Il n’est pas question ici de faire le reportage du déroulement d’un important colloque qui a été jugé riche d’idées, de questions et de pistes de réflexions, et qui a pour titre « Patrimoine naturel et patrimoine culturel : sauvegarde et valorisation ». Tout au plus, précise-t-on que la publication de ses Actes est promise par les organisateurs, pour le second semestre de 2024, avant la troisième édition de ce Colloque International de la Cireb à Paris, en mai 2024 (les Actes de la première édition de ce colloque annuel étant sous presse au moment du déroulement de la seconde édition).
Ce qui m’importe ici c’est d’inviter à toujours se poser la question de notre relation au patrimoine, dans la conscience d’une considération d’ensemble qui se résumerait à l’aphorisme suivant, qui paraîtrait antiphrastique pour certains : « Le patrimoine, c’est la vie » !
En effet, alors que la tentation est souvent d’associer le patrimoine au passé, à la mort, à un simple décor, voire à un déchet inutile et encombrant, il serait bon de le repenser plutôt en termes d’engrais et de terre arable capable de nourrir et de faire s’épanouir les plus belles fleurs de l’avenir. Cela me paraît vrai tout autant du patrimoine culturel que du patrimoine naturel.

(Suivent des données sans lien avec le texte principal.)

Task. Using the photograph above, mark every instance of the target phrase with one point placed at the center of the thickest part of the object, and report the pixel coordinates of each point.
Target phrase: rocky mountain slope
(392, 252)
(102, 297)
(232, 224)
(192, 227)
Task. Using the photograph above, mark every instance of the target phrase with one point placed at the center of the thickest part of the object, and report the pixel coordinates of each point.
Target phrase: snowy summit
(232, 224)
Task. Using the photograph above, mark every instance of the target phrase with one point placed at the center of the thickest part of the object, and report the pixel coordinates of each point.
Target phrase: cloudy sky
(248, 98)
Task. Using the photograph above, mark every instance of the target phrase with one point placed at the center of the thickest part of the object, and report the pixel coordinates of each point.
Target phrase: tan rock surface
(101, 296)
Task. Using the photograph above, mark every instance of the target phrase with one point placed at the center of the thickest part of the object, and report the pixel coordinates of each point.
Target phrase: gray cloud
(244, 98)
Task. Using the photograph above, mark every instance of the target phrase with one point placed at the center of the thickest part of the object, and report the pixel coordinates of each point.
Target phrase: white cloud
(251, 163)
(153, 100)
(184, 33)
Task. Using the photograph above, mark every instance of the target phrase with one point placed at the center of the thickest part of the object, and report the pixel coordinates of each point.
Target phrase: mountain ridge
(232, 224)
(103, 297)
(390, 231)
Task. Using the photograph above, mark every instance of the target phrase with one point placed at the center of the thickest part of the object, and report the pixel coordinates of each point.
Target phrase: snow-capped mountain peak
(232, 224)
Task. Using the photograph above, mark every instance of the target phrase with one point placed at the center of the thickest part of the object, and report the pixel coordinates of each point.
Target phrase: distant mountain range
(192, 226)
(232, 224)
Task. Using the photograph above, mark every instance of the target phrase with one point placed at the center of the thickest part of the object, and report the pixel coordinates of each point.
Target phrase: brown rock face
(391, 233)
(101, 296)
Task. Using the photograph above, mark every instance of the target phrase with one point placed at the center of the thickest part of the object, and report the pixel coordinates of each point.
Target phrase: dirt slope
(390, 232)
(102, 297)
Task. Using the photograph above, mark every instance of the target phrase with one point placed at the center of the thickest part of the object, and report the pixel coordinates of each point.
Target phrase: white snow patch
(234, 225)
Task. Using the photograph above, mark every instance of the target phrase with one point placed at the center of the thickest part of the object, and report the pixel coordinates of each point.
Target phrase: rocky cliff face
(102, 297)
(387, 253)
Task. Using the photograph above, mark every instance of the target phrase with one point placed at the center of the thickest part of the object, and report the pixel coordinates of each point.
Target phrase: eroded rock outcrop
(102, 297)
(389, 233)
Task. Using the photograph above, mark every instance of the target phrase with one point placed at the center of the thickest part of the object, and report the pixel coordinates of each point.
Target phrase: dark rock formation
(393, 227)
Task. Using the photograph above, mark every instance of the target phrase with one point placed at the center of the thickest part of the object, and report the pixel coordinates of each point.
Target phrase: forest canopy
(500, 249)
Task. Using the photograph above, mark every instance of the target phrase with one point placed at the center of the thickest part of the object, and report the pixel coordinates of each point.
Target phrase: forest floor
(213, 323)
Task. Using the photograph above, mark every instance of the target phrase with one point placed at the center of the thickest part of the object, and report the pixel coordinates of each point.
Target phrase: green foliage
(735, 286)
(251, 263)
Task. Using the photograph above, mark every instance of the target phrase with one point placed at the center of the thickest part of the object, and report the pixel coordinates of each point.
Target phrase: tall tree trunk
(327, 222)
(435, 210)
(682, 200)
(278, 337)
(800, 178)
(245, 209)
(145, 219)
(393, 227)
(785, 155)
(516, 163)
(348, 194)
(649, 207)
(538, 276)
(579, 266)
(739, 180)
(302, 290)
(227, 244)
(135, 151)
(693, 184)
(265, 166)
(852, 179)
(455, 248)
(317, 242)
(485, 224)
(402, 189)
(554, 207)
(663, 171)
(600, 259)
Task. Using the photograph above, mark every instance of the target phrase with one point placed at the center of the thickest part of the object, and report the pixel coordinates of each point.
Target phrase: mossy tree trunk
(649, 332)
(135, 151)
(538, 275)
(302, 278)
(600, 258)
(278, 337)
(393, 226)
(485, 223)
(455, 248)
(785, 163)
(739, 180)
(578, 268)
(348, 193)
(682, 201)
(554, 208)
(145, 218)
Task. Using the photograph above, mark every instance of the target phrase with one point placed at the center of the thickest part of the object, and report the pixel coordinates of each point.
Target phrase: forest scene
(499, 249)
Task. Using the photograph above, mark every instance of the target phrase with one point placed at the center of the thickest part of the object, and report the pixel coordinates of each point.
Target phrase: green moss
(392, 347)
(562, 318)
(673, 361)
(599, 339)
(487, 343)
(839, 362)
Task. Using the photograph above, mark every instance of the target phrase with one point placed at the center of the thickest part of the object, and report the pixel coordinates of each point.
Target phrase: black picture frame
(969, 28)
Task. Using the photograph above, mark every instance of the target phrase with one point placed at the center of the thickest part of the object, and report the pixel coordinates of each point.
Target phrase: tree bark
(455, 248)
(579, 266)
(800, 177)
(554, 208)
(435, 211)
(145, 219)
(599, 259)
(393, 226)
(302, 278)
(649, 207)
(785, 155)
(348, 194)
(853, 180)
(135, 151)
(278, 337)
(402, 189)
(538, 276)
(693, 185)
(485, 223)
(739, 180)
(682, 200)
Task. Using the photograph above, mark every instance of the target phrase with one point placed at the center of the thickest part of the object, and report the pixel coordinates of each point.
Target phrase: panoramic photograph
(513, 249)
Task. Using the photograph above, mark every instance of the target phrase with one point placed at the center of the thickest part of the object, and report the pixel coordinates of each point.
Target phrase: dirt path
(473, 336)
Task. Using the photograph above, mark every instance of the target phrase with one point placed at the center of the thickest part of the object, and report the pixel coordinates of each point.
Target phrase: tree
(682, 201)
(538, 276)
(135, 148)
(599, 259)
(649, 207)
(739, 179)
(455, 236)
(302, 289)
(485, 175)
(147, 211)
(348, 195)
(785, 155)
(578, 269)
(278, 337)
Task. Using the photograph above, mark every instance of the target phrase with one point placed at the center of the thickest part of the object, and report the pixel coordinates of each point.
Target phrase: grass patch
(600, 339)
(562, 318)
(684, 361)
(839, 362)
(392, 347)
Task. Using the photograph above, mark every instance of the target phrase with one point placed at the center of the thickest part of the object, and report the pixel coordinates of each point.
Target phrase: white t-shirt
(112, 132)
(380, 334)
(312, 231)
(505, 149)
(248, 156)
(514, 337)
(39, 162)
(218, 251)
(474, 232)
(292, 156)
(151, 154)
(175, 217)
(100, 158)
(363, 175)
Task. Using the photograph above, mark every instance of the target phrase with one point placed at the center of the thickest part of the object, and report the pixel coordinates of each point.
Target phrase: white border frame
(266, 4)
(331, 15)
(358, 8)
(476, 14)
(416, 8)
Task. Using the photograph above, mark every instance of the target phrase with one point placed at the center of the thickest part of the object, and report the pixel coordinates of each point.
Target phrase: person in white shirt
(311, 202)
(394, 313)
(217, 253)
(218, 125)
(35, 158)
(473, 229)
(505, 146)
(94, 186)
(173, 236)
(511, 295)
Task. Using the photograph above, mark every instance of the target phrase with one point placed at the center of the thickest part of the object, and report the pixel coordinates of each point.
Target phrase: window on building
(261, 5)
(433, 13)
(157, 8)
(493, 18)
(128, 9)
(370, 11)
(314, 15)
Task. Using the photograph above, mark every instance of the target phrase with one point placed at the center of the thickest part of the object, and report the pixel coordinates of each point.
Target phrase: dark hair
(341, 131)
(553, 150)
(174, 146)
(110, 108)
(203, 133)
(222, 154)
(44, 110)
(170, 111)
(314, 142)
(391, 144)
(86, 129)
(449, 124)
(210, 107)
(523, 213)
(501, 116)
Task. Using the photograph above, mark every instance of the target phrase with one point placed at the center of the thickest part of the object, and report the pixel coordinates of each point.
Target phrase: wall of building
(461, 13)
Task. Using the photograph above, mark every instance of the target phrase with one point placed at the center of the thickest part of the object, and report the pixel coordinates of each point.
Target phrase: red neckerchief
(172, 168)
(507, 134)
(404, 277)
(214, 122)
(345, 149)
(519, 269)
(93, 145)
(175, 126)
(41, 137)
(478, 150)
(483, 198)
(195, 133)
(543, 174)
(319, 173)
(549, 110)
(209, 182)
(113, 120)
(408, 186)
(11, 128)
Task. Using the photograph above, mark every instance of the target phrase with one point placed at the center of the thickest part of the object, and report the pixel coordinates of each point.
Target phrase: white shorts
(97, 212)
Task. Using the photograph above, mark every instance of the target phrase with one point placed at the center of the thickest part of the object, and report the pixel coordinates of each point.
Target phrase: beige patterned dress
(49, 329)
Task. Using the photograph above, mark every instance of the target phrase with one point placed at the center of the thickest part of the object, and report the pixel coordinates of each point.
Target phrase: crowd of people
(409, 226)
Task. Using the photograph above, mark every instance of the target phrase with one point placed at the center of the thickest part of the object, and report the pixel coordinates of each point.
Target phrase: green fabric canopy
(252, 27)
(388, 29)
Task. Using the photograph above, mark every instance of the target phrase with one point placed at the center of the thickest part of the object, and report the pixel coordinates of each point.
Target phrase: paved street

Concernant le premier, on y verrait toujours se vérifier le célèbre dicton : « Regarder le passé pour éclairer l’avenir », en constatant, à l’étude et à l’analyse, que tout produit artistique ou littéraire, tout produit culturel au sens large se conçoit et se réalise à partir d’un modèle ou d’un contremodèle antérieur. Pensons à ce que la poétique moderne entend par l’hypotexte et l’hypertexte, pensons plus simplement à tous ces romans qui naissent de petites histoires mythiques ou légendaires ! « Rien ne se perd, rien ne se crée, tout se transforme », nous dit la célèbre loi de conservation de la matière énoncée, à la fin du XVIIIe siècle, par le mathématicien et chimiste français Antoine de Lavoisier, considéré comme le Père de la chimie moderne. Mais en évoquant cette loi, rappelons-nous que son auteur s’est sans doute inspiré de celui qui est considéré comme « le plus grand penseur des présocratiques du milieu du Ve siècle avant J.C, celui qui soutenait que « rien ne saurait naître du néant, ni non plus y retourner », car pour lui, « à l’intérieur de ce monde, tout se combine et se transforme ».
Or voilà que cet exemple qui justifie notre approche de la sauvegarde et de la valorisation du patrimoine culturel, à la frontière des sciences et de la philosophie, nous place devant une contradiction troublante, déroutante même ! Si rien ne se crée et que tout se transforme, comment craindre alors la perte ou la mort du patrimoine naturel, puisque tout en lui finit par se transformer et perdurer autrement. Le piège y est certes, mais il conviendrait de le prévenir et de savoir l’éluder. Autrement dit, la loi de conservation de la matière ne remet en cause ni la vie ni la mort et toute transformation est une mort pour une nouvelle vie. Mais ce qui est bon pour l’humanité, comme l’air pur et oxygéné qui se respire et la fleur qui embellit et parfume, quand il est pollué ou écrasé, la transformation n’en fait pas forcément une autre beauté bonne pour la santé, mais un déchet polluant et parfois néfaste. Tel est le corps physique quand il perd la vie…
Dans la logique scientifique, on dit que l’univers est infini et illimité dans son mouvement d’expansion ; mais on dit aussi que la terre est éphémère et que sa vie est limitée dans le temps, par la façon dont la vie s’y vit et dont la matière est gérée. C’est une apparente contradiction qu’on ne cessera pas de penser et de repenser, en rapport ou en déliaison avec toute croyance spirituelle. Cela est l’objet de la philosophie au sens large, mais cela n’est séparé ni de la culture ni de l’environnement comme patrimoines culturel et naturel.